On Thu, 11 Feb 2021 09:06:51 -0800
Dan Williams <dan.j.williams@xxxxxxxxx> wrote:

> On Thu, Feb 11, 2021 at 1:44 AM Jonathan Cameron
> <Jonathan.Cameron@xxxxxxxxxx> wrote:
> >
> > On Wed, 10 Feb 2021 08:24:51 -0800
> > Dan Williams <dan.j.williams@xxxxxxxxx> wrote:
> >  
> > > On Wed, Feb 10, 2021 at 3:24 AM Jonathan Cameron
> > > <Jonathan.Cameron@xxxxxxxxxx> wrote:  
> > > >
> > > > On Tue, 9 Feb 2021 19:55:05 -0800
> > > > Dan Williams <dan.j.williams@xxxxxxxxx> wrote:
> > > >  
> > > > > While the platform BIOS is able to describe the performance
> > > > > characteristics of CXL memory that is present at boot, it is unable to
> > > > > statically enumerate the performance of CXL memory hot inserted
> > > > > post-boot. The OS can enumerate most of the characteristics from link
> > > > > registers and CDAT, but the performance from the CPU to the host
> > > > > bridge, for example, is not enumerated by PCIE or CXL. Introduce an
> > > > > ACPI mechanism for this purpose. Critically this is achieved with a
> > > > > small tweak to how the existing Generic Initiator proximity domain is
> > > > > utilized in the HMAT.  
> > > >
> > > > Hi Dan,
> > > >
> > > > Agree there is a hole here, but I think the proposed solution has some
> > > > issues for backwards compatibility.
> > > >
> > > > Just to clarify, I believe CDAT from root ports is sufficient for the
> > > > other direction (GI on CXL, memory in host).  I wondered initially if
> > > > this was a two way issue, but after a reread, I think that is fine
> > > > with the root port providing CDAT or potentially treating the root
> > > > port as a GI (though that runs into the same naming / representation issue
> > > > as below and I think would need some clarifying text in UEFI GI description)
> > > >
> > > > http://uefi.org/sites/default/files/resources/Coherent%20Device%20Attribute%20Table_1.01.pdf
> > > >
> > > > For the case you are dealing with here potentially we 'could' add something
> > > > to CDAT as alternative to changing SRAT, but it would be more complex
> > > > so your approach here makes more sense to me.  
> > >
> > > CDAT seems the wrong mechanism because it identifies target
> > > performance once you're at the front door of the device, not
> > > performance relative to a given initiator.  
> >
> > I'd argue you could make CDAT a more symmetric representation, but it would
> > end up replicating a lot of info already in HMAT.  Didn't say it was a good
> > idea!  
> 
> CDAT describes points, HMAT describes edges on the performance graph,
> it would be confusing if CDAT tried to supplant HMAT.
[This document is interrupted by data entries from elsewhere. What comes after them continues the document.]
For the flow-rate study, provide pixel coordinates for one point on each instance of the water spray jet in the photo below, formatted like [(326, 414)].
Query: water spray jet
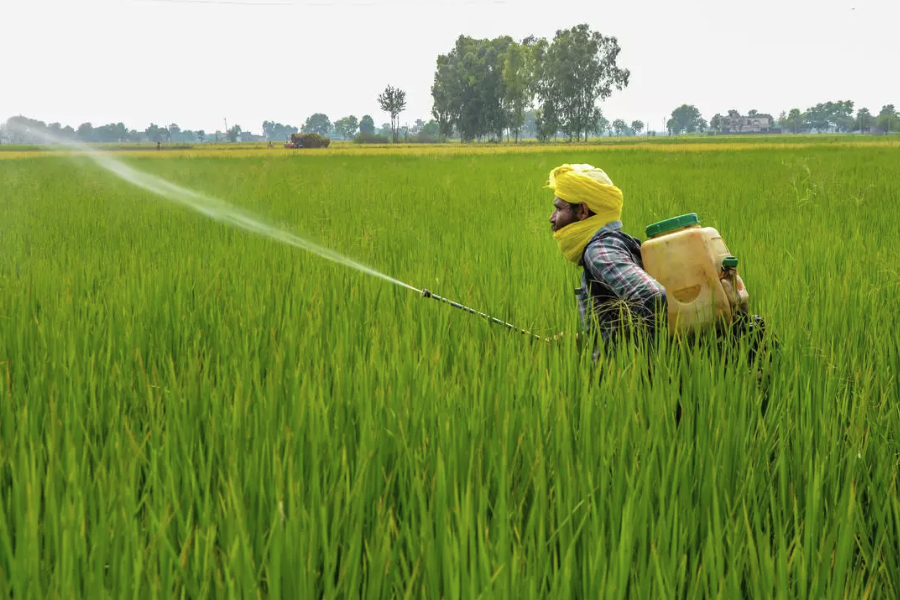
[(223, 212)]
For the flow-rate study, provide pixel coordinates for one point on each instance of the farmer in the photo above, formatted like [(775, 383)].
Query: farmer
[(616, 296)]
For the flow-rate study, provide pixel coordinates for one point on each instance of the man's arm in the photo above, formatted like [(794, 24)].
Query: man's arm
[(611, 263)]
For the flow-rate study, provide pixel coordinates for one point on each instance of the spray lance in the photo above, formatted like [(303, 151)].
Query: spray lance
[(221, 211), (428, 294)]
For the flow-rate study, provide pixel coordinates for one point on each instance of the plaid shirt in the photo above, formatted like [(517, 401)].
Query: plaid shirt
[(615, 290)]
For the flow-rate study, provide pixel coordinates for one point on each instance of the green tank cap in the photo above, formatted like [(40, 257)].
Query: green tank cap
[(671, 224)]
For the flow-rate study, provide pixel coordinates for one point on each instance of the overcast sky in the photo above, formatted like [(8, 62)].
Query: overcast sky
[(197, 62)]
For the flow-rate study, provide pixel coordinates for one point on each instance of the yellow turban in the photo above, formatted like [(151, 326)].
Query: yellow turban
[(584, 184)]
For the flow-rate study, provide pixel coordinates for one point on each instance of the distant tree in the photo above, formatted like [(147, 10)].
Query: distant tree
[(687, 118), (888, 120), (277, 131), (431, 129), (393, 101), (518, 68), (367, 125), (154, 133), (317, 123), (85, 132), (795, 120), (673, 126), (601, 124), (864, 120), (830, 116), (346, 127)]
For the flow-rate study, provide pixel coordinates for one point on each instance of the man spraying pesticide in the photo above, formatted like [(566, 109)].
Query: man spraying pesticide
[(682, 279)]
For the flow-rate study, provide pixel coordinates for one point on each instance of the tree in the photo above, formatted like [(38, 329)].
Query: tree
[(346, 127), (367, 125), (864, 120), (888, 120), (85, 132), (317, 123), (673, 126), (795, 120), (601, 124), (431, 129), (470, 87), (517, 83), (154, 133), (687, 118), (578, 69), (393, 100), (830, 116), (234, 132), (277, 131)]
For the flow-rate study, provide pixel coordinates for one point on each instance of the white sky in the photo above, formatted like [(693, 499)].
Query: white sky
[(196, 62)]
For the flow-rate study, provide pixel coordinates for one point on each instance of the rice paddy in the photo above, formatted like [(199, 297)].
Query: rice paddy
[(189, 410)]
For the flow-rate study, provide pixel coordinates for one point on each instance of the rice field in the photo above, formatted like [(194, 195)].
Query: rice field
[(188, 410)]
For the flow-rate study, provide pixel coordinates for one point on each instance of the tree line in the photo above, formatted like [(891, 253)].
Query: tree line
[(826, 117), (485, 87)]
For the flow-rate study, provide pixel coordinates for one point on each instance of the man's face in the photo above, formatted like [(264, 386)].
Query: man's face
[(566, 214)]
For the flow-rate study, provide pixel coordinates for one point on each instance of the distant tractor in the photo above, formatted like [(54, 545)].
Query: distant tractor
[(307, 140)]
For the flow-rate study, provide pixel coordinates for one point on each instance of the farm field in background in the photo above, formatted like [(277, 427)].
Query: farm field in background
[(190, 410)]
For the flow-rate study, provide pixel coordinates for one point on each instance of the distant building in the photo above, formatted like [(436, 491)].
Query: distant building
[(737, 124)]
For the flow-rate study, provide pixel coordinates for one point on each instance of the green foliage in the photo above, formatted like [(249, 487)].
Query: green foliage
[(277, 131), (310, 140), (346, 127), (578, 69), (371, 138), (830, 116), (191, 411), (686, 118), (393, 101), (483, 87), (317, 123), (888, 119), (367, 124)]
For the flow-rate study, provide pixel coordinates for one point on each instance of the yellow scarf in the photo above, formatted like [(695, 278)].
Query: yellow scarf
[(584, 184)]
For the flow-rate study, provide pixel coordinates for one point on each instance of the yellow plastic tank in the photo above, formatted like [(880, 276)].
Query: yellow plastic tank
[(698, 272)]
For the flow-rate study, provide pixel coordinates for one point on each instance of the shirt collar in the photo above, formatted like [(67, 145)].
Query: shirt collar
[(609, 227)]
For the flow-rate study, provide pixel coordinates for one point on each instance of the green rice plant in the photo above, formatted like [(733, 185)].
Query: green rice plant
[(189, 410)]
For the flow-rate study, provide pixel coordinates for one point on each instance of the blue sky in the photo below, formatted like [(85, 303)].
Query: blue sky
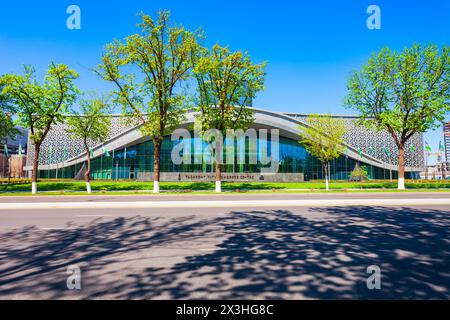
[(310, 46)]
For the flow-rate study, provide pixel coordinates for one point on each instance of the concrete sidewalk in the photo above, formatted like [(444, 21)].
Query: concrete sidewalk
[(252, 203)]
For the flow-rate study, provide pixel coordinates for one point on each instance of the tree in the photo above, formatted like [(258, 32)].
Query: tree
[(404, 93), (91, 125), (7, 128), (39, 106), (323, 137), (227, 83), (161, 56)]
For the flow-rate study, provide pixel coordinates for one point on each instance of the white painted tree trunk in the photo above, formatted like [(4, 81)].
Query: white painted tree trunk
[(327, 187), (155, 186), (34, 188), (218, 186), (401, 183), (88, 187)]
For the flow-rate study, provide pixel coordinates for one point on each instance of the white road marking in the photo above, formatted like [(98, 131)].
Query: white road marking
[(93, 215), (223, 204)]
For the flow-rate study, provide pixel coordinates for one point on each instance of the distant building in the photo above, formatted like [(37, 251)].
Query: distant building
[(12, 165)]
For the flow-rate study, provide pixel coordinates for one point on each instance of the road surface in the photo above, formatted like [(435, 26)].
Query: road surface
[(254, 246)]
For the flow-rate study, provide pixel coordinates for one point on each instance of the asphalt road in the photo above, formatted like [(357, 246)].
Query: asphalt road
[(288, 252)]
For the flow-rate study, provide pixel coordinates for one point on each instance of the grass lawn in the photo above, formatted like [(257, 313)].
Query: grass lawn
[(136, 187)]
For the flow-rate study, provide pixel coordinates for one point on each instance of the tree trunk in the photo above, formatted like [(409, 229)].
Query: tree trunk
[(218, 178), (156, 162), (88, 169), (401, 167), (37, 149)]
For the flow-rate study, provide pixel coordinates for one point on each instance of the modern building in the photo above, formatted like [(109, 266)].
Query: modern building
[(127, 154), (11, 163)]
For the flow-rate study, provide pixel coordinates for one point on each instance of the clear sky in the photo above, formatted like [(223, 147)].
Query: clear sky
[(310, 46)]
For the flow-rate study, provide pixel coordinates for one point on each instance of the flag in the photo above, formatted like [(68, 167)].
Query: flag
[(105, 151)]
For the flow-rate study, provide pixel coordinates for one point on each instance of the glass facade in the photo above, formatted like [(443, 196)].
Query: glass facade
[(136, 162)]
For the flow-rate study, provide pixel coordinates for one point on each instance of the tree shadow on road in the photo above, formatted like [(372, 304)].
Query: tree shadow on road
[(261, 254)]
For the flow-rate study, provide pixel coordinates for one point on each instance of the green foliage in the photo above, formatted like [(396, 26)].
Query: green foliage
[(69, 185), (323, 136), (90, 123), (404, 93), (153, 95), (227, 83), (39, 106), (7, 128)]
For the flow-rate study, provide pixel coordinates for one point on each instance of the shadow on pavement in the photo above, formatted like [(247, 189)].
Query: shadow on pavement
[(259, 254)]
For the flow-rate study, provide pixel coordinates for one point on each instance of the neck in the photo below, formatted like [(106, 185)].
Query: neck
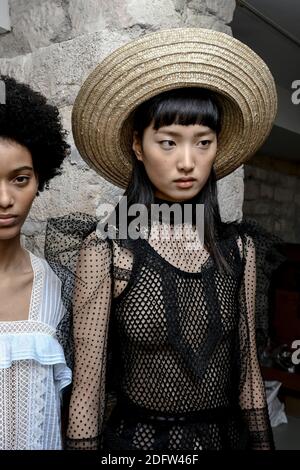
[(12, 254)]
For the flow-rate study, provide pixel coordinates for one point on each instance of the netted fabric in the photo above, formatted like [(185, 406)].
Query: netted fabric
[(269, 256), (181, 345)]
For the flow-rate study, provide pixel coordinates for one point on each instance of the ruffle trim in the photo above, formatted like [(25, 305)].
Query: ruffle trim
[(38, 347)]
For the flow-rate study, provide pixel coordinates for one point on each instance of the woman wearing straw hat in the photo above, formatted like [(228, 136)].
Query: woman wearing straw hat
[(171, 322)]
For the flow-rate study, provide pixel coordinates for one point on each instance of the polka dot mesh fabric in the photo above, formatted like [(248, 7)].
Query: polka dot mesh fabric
[(163, 342)]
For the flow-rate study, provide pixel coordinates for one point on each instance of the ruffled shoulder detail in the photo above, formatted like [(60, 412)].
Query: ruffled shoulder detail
[(39, 347), (65, 236)]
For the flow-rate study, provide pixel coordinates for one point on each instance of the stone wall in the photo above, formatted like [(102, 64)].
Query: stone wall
[(54, 44), (273, 200)]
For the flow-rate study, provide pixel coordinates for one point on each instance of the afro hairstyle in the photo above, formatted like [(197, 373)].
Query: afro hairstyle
[(27, 119)]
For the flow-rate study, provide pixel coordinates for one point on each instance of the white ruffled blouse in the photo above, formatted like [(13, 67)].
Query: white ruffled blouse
[(33, 369)]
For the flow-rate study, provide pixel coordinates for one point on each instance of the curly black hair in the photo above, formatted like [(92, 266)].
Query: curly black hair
[(27, 118)]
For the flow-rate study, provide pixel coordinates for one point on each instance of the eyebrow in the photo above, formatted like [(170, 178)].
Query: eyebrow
[(21, 168), (177, 134)]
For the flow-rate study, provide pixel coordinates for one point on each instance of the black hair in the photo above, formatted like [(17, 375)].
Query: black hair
[(184, 106), (27, 119)]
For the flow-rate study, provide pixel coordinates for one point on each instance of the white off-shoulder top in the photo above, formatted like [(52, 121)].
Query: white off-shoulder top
[(33, 369)]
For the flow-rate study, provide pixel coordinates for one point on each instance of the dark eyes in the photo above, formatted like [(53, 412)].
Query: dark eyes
[(168, 144)]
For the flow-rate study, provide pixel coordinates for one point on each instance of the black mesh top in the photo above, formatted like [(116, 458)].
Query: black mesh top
[(176, 336)]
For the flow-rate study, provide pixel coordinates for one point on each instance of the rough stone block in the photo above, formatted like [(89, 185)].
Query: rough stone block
[(266, 191), (283, 195), (252, 189), (230, 195)]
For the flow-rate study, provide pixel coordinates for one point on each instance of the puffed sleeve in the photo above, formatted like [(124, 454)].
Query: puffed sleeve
[(252, 392)]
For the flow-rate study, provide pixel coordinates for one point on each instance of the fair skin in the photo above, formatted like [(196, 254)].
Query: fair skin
[(18, 188), (178, 159)]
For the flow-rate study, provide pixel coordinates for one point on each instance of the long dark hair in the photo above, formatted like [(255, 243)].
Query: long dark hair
[(184, 106)]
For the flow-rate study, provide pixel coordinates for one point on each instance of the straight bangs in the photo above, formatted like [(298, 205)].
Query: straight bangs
[(184, 106)]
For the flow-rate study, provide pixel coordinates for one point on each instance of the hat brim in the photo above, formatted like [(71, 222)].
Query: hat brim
[(169, 59)]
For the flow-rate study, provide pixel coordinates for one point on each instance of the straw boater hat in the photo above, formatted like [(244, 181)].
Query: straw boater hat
[(161, 61)]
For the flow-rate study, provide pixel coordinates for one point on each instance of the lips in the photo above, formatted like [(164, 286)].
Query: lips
[(185, 183), (183, 179)]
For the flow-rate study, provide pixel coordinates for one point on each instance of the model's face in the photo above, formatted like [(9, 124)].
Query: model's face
[(18, 187), (178, 159)]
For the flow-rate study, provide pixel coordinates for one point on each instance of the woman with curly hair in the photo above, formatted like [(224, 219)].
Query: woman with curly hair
[(33, 369)]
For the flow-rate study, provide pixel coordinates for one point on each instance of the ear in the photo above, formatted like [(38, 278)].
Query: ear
[(137, 146)]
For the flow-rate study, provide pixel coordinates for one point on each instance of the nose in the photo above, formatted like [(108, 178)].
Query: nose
[(186, 160), (6, 199)]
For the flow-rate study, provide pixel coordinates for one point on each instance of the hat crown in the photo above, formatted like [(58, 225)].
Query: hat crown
[(161, 61)]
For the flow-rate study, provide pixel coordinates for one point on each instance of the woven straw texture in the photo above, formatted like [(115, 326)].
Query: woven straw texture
[(157, 62)]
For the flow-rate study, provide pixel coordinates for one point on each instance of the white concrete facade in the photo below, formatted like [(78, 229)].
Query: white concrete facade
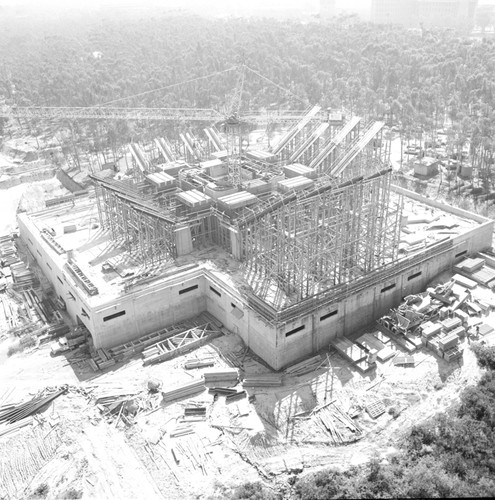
[(278, 340)]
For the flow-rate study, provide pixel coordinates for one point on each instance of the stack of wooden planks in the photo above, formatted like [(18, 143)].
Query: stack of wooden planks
[(306, 366), (183, 390), (263, 380), (228, 376)]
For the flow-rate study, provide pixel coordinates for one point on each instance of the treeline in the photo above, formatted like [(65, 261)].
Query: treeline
[(415, 81), (451, 455)]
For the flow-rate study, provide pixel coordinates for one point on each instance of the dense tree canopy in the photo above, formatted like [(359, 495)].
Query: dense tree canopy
[(416, 81)]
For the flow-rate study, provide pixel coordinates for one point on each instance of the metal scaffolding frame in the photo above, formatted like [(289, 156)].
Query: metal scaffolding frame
[(137, 224), (312, 243)]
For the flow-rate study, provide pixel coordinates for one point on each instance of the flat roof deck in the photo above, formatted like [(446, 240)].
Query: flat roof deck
[(91, 246)]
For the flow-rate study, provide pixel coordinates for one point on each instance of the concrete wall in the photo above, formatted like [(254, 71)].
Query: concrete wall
[(257, 333), (149, 310), (160, 304), (52, 266)]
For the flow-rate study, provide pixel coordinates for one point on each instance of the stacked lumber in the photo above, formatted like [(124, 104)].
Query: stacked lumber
[(195, 412), (385, 354), (182, 430), (470, 265), (263, 380), (6, 429), (463, 281), (23, 410), (227, 376), (191, 364), (58, 330), (305, 366), (450, 340), (183, 390), (236, 396), (370, 343), (222, 391), (375, 409), (404, 361), (22, 277), (8, 251), (452, 354), (451, 323), (349, 350), (485, 329), (332, 419)]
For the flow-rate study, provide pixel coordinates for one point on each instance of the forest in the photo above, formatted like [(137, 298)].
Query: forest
[(451, 455), (418, 82)]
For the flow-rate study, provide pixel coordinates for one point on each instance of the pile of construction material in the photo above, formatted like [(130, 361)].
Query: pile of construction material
[(263, 380), (332, 419), (23, 278), (183, 390), (306, 366), (120, 402), (354, 353), (8, 251), (127, 350), (14, 413), (101, 359), (203, 362), (180, 343), (442, 316), (227, 376), (477, 269)]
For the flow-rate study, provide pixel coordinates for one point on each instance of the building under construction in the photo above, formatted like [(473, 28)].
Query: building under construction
[(289, 246)]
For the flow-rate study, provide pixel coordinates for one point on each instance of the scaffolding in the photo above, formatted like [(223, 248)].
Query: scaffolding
[(334, 235), (137, 224)]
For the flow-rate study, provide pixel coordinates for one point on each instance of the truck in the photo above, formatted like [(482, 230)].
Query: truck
[(60, 346)]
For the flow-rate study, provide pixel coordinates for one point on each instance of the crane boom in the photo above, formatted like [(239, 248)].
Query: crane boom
[(164, 114)]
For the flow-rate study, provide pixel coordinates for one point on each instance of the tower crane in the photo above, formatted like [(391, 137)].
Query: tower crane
[(210, 115)]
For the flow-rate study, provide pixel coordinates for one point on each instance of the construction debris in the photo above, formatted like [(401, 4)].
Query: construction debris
[(180, 343), (227, 376), (183, 390), (24, 410), (306, 366), (263, 380), (375, 409)]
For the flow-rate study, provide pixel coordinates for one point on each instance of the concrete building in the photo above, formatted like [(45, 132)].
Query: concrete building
[(326, 249)]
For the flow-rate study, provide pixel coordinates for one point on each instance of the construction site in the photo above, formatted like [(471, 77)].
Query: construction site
[(239, 309)]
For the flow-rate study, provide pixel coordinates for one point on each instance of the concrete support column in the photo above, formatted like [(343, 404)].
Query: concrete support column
[(235, 243), (183, 241)]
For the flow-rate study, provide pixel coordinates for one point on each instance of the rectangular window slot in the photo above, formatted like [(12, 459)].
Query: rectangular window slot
[(387, 288), (113, 316), (328, 315), (188, 289), (415, 275), (298, 329)]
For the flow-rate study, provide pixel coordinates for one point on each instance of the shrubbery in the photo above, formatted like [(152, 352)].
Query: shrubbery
[(451, 455)]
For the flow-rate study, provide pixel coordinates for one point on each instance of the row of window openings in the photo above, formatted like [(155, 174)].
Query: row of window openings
[(194, 287)]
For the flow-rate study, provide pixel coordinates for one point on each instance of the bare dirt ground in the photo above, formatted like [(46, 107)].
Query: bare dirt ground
[(237, 442)]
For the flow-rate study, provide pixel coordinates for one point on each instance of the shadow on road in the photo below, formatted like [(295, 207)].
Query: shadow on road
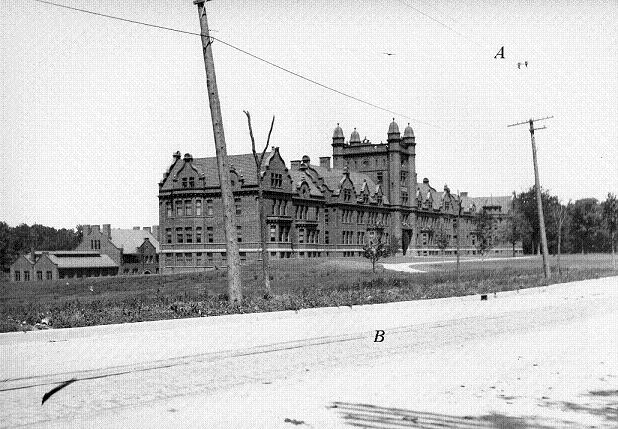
[(372, 416), (601, 403)]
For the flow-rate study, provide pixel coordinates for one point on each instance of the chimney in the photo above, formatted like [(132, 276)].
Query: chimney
[(325, 162)]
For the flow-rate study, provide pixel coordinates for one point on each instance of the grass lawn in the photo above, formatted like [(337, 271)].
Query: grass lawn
[(297, 283)]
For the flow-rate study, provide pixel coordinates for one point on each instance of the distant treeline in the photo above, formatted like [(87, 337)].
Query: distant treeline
[(15, 241), (588, 225)]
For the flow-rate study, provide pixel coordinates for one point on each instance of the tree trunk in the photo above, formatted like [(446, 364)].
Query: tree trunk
[(613, 250), (559, 250), (262, 219)]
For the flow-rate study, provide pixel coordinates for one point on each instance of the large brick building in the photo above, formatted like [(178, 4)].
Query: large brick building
[(315, 210)]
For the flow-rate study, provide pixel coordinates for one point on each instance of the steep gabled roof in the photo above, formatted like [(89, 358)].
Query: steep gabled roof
[(244, 165), (298, 176), (504, 202), (131, 239), (333, 176), (100, 261)]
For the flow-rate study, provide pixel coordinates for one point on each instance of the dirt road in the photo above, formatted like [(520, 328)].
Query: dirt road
[(543, 357)]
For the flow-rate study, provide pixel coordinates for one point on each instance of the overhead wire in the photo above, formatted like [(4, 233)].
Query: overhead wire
[(272, 64)]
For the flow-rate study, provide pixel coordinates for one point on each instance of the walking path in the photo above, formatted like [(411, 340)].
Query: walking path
[(406, 267), (543, 357)]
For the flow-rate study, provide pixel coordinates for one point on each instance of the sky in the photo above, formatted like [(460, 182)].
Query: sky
[(93, 108)]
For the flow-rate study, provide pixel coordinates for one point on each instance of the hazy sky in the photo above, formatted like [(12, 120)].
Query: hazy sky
[(92, 109)]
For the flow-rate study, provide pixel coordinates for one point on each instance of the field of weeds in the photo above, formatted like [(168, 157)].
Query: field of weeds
[(297, 284)]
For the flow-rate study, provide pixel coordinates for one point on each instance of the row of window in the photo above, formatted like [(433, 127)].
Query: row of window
[(185, 207), (189, 235), (39, 275), (347, 216), (190, 259)]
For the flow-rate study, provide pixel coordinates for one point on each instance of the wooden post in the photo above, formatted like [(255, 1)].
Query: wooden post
[(537, 185), (539, 205), (227, 198)]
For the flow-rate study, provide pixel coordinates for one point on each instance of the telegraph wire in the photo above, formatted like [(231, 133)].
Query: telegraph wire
[(176, 30)]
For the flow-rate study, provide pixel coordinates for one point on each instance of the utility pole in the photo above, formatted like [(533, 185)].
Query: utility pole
[(227, 198), (459, 207), (537, 185)]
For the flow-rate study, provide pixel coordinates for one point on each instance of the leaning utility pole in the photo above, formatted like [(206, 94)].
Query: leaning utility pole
[(458, 239), (229, 218), (537, 185)]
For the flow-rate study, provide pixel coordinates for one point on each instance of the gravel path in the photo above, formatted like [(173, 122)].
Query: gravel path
[(544, 357)]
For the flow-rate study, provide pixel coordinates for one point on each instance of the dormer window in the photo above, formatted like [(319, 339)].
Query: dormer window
[(276, 180)]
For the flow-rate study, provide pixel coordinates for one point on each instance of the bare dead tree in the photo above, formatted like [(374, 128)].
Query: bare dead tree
[(560, 214), (262, 217)]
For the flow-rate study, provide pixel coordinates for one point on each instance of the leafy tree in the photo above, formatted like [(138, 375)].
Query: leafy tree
[(610, 216), (20, 239), (484, 232), (526, 218), (442, 238), (514, 227), (587, 226), (376, 250)]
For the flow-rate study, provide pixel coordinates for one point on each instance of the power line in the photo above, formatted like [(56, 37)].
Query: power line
[(176, 30)]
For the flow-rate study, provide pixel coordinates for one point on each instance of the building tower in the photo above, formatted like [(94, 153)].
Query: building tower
[(338, 144)]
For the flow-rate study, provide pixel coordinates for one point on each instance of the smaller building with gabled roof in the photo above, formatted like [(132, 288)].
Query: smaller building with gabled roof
[(61, 264), (135, 251)]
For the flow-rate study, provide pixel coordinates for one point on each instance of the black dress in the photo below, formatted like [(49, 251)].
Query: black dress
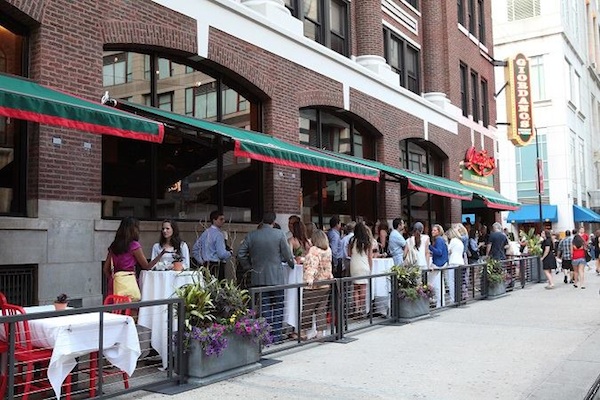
[(549, 262)]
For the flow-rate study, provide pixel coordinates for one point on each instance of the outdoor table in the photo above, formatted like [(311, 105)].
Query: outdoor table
[(156, 285), (290, 306), (71, 336), (380, 293)]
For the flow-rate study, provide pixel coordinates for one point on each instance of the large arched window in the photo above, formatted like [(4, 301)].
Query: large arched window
[(422, 156), (324, 196), (13, 134), (179, 177)]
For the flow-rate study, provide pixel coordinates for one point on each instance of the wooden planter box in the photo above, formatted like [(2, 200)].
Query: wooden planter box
[(409, 309)]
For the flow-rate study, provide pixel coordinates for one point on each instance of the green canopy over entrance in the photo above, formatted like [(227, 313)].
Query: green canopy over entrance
[(262, 147), (416, 181), (23, 99)]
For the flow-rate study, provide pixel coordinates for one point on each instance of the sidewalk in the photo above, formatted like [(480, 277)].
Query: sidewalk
[(532, 344)]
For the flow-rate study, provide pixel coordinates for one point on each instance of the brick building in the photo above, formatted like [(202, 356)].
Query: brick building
[(406, 83)]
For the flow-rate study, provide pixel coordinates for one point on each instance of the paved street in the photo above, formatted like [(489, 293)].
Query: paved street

Entirely agreed.  Note I'm not disagreeing with approach here at all, simply
trying to point out where I think you'll get questions taking this to ACPI.

> 
> >
> > That's an odd situation that it sort of 'half' manages it in the BIOS.
> > We probably need some supplementary additional docs around this topic
> > as the OS would need to be aware of that possibility and explicitly check
> > for it before doing its normal build based on CDAT + what you are proposing
> > here.  Maybe code is enough but given this is cross OS stuff I'd argue
> > it probably isn't.
> >
> > I guess could revisit this draft Uefi white paper perhaps and add a bunch
> > of examples around this usecase https://github.com/hisilicon/acpi-numa-whitepaper  
> 
> Thanks for the reference, I'll take a look.
> 
> >  
> > >  
> > > >  
> > > > >
> > > > > # Impact of the Change
> > > > > The existing Generic Initiator Affinity Structure (ACPI 6.4 Section
> > > > > 5.2.16.6) already contains all the fields necessary to enumerate a
> > > > > generic target proximity domain. All that is missing is the
> > > > > interpretation of that proximity domain optionally as a target
> > > > > identifier in the HMAT.
> > > > >
> > > > > Given that the OS still needs to dynamically enumerate and instantiate
> > > > > the memory ranges behind the host bridge. The assumption is that
> > > > > operating systems that do not support native CXL enumeration will ignore
> > > > > this data in the HMAT, while CXL native enumeration aware environments
> > > > > will use this fragment of the performance path to calculate the
> > > > > performance characteristics.  
> > > >
> > > > I don't think it is true that OS not supporting native CXL will ignore the
> > > > data.  
> > >
> > > True, I should have chosen more careful words like s/ignore/not
> > > regress upon seeing/  
> >
> > It's a sticky corner and I suspect likely to come up at in ACPI WG - what is
> > being proposed here isn't backwards compatible  
> 
> It seems our definitions of backwards compatible are divergent. Please
> correct me if I'm wrong, but I understand your position to be "any
> perceptible OS behavior change breaks backwards compatibility",
> whereas I'm advocating that backwards compatibility is relative
> regressing real world use cases. That said, I do need to go mock this
> up in QEMU and verify how much disturbance it causes.
> 
> > even if the impacts in Linux are small.  
> 
> I'd note the kernel would grind to a halt if the criteria for
> "backwards compatible" was zero perceptible behavior change.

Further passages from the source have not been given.